The rights to protest and to freedom of speech are among the most affected in the advance of a conservative agenda that has taken place in Brazil in recent years, which now reaches other basic guarantees, whether related to labour rights or social security. This scenario, however, is not restricted to Brazil, as shown in the report “The Latin American States Against Social Protest”, launched in Rio de Janeiro in November by Justiça Global.

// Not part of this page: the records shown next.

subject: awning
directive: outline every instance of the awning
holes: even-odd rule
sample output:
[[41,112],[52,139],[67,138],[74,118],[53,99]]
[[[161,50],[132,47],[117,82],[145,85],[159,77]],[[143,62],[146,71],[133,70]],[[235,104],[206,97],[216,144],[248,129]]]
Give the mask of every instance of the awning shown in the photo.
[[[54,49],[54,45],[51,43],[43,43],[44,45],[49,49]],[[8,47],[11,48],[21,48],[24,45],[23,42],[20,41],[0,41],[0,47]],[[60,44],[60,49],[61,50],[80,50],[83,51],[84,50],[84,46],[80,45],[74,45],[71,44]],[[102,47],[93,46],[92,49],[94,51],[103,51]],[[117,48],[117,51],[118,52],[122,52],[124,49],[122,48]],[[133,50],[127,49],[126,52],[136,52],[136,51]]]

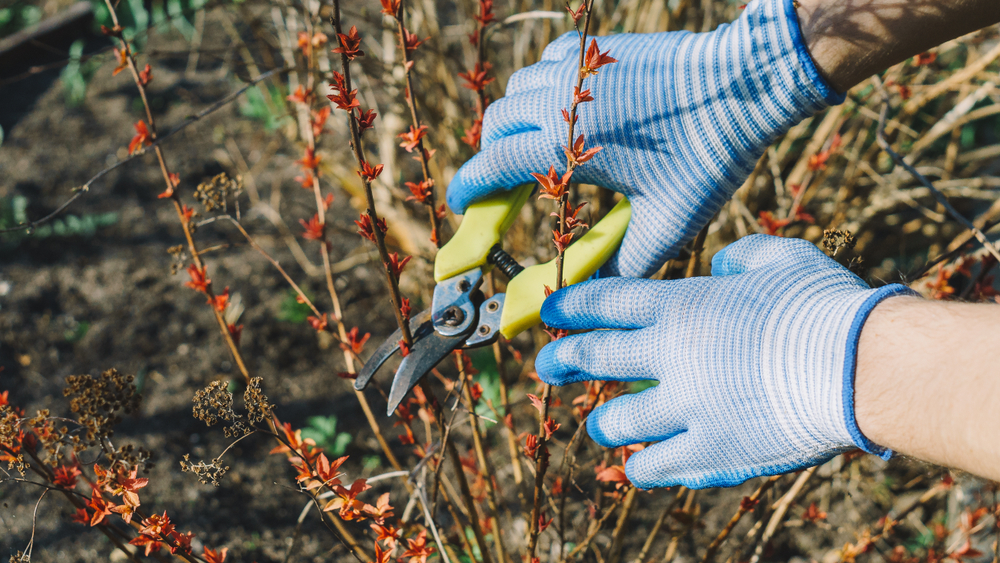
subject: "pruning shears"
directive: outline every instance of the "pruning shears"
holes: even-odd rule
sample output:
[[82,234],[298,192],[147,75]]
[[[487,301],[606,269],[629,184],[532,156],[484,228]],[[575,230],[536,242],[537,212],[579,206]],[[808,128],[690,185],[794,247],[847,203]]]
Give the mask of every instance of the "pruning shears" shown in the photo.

The publication, written in partnership with ten organizations from eight Latin American countries, analyses how the processes of criminalization and militarization follow a roadmap especially designed for the so-called developing countries.
Cases in Argentina, Brazil, Chile, Colombia, Mexico, Paraguay, Peru and Venezuela are highlighted in this publication, which deals with points such as the restrictive laws emergence and legal and administrative constraints on the right to demonstrate; repression and the use of force to restrain and suppress freedom of speech; the lack of accountability of the police that attacks the population; and the need to ask the States for a transformation in the way they deal with their populations.
The report was launched alongside a debate in Rio Centro, which highlighted the importance of occupying streets as a form of resistance. The debate was attended by Camila Marques, from ARTICLE 19, Fernanda Vieira, from Mariana Criola Popular Advisory Center, Igor Mendes, from Popular Revolutionary Student Movement (MEPR) and author of the book “The Little Prison”, and Lorena Castillo, militant of the Gaucho Anarchist Federation (FAG), and mediated by Glaucia Marinho, coordinator of Justiça Global.